One of Ms. Cargle’s earliest memories of race was in the sixth grade. She was told by her crush, who was white, that they’d never be a couple because she was black. Though she laughs now about the innocence of a first crush, the sting still lingers.

Left to fester, this treatment crystallizes into shame and a sense of inferiority, but for Ms. Cargle that wasn’t the case. “My mom taught me that I deserved to be heard and treated fairly and not to back down from people who were in power,” she said. She was encouraged to use her voice to fight for justice, no matter the power dynamics at play, and to work to be a part of conversations.

After high school Ms. Cargle spent two years at the University of Toledo. She recalled being blown away in her first anthropology and sociology classes on campus. “There were all these aspects of society I hadn’t considered and I was given a critical lens to start to consider how I exist in the world, how I relate to others,” she said.

She briefly attended Columbia University in 2018. “It gave me a dynamic classroom experience and I did learn a lot from my time there,” she said.
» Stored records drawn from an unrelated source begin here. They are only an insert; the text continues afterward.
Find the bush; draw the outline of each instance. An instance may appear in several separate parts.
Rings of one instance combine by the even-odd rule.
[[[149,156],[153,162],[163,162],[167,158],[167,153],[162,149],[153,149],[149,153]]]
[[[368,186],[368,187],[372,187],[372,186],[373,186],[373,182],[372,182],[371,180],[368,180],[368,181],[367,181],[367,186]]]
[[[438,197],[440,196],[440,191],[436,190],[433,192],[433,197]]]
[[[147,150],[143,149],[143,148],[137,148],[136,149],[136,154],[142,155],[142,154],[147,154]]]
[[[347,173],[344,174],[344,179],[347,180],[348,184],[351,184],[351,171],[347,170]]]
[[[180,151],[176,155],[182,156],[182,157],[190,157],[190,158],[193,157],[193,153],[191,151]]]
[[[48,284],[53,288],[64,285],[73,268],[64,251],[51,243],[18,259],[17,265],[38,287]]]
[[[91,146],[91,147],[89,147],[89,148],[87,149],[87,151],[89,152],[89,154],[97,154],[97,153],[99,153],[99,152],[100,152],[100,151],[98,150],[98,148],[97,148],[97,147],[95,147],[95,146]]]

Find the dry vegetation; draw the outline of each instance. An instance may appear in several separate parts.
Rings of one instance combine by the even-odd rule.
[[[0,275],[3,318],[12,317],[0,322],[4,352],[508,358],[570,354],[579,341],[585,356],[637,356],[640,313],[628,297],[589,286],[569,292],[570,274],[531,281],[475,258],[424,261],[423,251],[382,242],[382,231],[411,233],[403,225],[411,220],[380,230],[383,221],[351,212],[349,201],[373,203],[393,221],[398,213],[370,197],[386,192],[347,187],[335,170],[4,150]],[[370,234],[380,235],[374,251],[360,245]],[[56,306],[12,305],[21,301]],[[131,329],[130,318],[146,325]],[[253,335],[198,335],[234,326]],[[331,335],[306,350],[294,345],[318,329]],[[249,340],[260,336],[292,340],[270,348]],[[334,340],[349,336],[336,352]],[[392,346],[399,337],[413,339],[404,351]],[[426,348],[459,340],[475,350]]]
She left the university following a racist incident that took place on campus in 2019. While she doesn’t credit her formal education to how she teaches, “the Columbia classroom gave me tools on how to best facilitate meaningful conversation.”

“I recognized there was no way I would be able to move through the world without social justice being a part of my work because it was a part of who I am existing in a black body, a female body,” Ms. Cargle said.
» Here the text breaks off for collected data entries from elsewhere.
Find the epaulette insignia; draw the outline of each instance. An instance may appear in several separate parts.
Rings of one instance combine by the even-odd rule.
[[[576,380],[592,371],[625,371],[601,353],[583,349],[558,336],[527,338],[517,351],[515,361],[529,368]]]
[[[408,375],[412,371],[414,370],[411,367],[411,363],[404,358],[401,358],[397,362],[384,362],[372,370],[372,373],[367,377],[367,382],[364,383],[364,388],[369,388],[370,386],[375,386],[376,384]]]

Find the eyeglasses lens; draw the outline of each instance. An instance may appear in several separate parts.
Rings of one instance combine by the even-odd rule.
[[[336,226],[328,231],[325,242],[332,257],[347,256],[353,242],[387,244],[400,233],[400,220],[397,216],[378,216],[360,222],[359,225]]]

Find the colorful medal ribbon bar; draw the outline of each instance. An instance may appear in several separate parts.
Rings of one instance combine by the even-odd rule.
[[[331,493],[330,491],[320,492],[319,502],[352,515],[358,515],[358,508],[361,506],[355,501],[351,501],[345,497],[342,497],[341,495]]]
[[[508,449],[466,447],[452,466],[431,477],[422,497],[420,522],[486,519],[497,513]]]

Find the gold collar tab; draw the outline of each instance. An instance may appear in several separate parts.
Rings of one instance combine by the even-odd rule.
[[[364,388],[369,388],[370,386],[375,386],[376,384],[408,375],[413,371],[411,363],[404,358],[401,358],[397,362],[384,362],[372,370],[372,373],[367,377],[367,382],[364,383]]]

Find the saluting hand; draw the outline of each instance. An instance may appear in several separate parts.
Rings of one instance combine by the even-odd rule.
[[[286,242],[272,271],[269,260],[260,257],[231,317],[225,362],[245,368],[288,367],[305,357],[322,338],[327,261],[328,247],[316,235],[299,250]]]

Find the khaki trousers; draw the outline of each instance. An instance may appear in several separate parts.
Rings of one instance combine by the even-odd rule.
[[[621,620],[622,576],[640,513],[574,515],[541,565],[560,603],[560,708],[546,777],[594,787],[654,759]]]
While she’s unwaveringly committed to fighting for justice, fighting does get exhausting. In an effort to skirt the often dire physical and emotional implications that social justice work can have — like in the case of activist Erica Garner, daughter of Eric Garner, who died at just 27 — she holds steadfast to the mantra that rest is a part of the revolution.
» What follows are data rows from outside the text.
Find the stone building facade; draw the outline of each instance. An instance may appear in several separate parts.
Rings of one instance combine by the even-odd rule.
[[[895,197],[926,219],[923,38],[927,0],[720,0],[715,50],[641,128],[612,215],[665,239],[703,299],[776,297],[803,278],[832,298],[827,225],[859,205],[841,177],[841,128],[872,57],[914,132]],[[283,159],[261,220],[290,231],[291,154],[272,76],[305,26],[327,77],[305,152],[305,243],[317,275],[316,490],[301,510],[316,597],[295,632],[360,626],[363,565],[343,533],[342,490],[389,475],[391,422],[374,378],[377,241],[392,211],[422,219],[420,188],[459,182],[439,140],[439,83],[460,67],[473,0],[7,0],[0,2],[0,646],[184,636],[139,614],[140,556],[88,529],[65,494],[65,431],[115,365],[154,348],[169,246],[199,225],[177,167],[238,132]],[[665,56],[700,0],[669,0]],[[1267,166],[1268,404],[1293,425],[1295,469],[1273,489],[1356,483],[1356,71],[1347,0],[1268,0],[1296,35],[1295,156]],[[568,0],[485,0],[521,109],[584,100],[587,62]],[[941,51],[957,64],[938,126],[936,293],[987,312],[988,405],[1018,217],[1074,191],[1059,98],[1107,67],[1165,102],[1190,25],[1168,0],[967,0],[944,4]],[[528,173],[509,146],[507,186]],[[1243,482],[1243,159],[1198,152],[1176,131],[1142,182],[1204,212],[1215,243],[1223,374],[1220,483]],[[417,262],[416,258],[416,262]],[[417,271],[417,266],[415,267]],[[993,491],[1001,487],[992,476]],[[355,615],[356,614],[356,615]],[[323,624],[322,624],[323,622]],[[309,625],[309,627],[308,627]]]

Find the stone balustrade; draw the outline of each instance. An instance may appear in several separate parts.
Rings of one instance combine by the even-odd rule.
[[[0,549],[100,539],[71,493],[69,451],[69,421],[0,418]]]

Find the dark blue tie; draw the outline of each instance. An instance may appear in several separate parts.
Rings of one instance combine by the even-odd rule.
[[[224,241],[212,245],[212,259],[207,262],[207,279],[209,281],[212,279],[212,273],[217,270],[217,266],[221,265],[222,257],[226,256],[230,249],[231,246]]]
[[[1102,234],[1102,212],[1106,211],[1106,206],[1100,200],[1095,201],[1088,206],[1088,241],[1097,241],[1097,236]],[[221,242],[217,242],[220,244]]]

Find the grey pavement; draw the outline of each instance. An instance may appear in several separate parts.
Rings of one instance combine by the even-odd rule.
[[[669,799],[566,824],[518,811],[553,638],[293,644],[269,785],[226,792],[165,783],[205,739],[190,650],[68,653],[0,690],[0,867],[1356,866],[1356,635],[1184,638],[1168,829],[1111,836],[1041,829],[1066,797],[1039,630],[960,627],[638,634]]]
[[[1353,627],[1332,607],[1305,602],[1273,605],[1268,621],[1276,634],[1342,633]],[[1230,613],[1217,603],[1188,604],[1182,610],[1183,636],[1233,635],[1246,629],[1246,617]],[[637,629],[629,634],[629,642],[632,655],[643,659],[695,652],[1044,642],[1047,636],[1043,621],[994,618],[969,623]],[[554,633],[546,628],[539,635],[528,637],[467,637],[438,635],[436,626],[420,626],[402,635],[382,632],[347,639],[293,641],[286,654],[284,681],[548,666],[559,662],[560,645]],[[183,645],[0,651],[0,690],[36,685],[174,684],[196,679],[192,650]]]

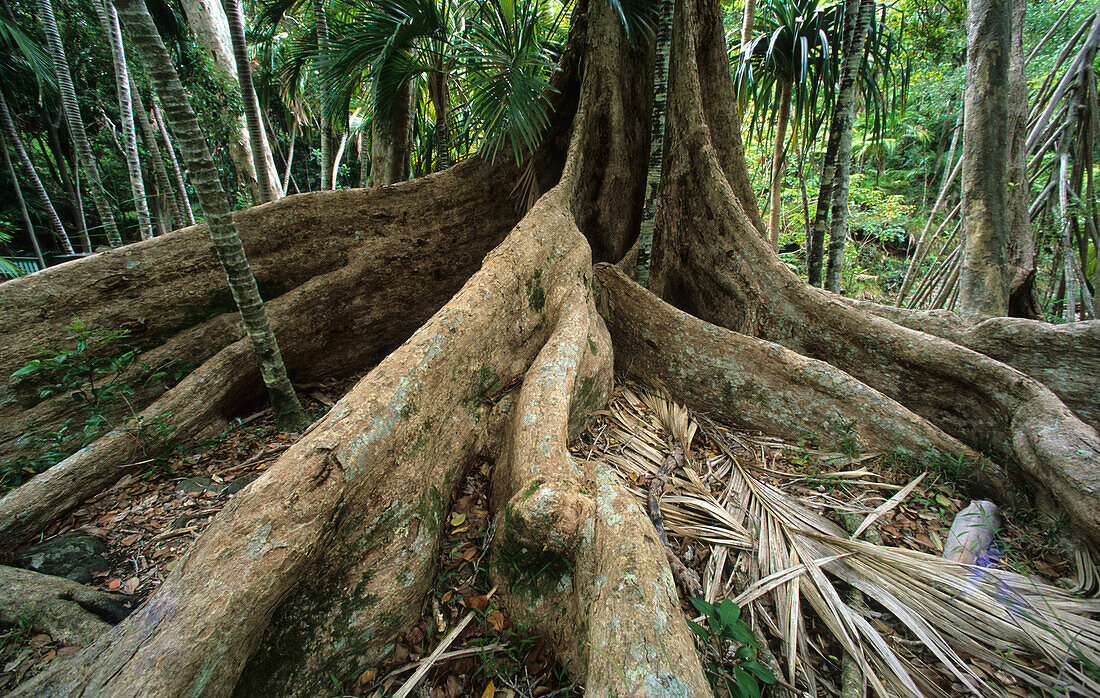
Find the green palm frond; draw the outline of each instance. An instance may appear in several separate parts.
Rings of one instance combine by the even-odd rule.
[[[56,92],[49,54],[15,21],[0,15],[0,86],[21,88],[36,83],[40,92]]]
[[[550,125],[556,36],[539,0],[482,0],[462,38],[468,107],[495,157],[507,140],[517,162]]]

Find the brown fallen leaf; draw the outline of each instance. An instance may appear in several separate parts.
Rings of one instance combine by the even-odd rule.
[[[111,581],[107,582],[107,590],[108,591],[114,591],[115,589],[118,589],[120,586],[122,586],[122,582],[118,579],[112,579]]]
[[[493,626],[493,630],[498,633],[504,630],[504,614],[495,608],[489,611],[489,625]]]
[[[141,540],[141,534],[140,533],[134,533],[133,535],[126,536],[125,538],[123,538],[119,542],[124,547],[129,548],[131,545],[133,545],[134,543],[137,543],[139,540]]]
[[[462,599],[462,603],[466,604],[467,608],[475,611],[484,611],[489,607],[489,597],[484,594],[481,596],[467,596]]]
[[[47,635],[45,633],[39,633],[39,634],[35,635],[34,637],[32,637],[27,642],[27,644],[30,645],[31,647],[33,647],[34,649],[38,649],[40,647],[45,647],[46,645],[50,644],[51,642],[53,642],[52,637],[50,637],[49,635]]]
[[[122,585],[122,592],[127,596],[133,596],[140,583],[141,581],[137,577],[130,577],[126,580],[126,583]]]
[[[485,686],[485,690],[481,692],[481,698],[493,698],[493,696],[495,696],[496,693],[497,693],[496,686],[494,686],[493,682],[490,681]]]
“In a world that’s constantly putting black people in a space of exhaustion, lack, labor, both physical and emotional, so I’m really leaning into the reality that me resting my black body, my black heart, my black mind is just as a part of the revolution as any other part of my work,” she said.

She’s also leaning into joy.

That means: Laughing often, calling friends, going through pictures, reminiscing about funny stories with the black people in her community. Her foundation, the Loveland Foundation, is work that is also for her another source of joy.

“Black women are the bedrock of so many aspects of our community, our homes, our churches, our neighborhoods,” Ms. Cargle said, “and so I have the gratefulness that the foundation is giving women healing which will undoubtedly give healing to every other aspect of the black community.”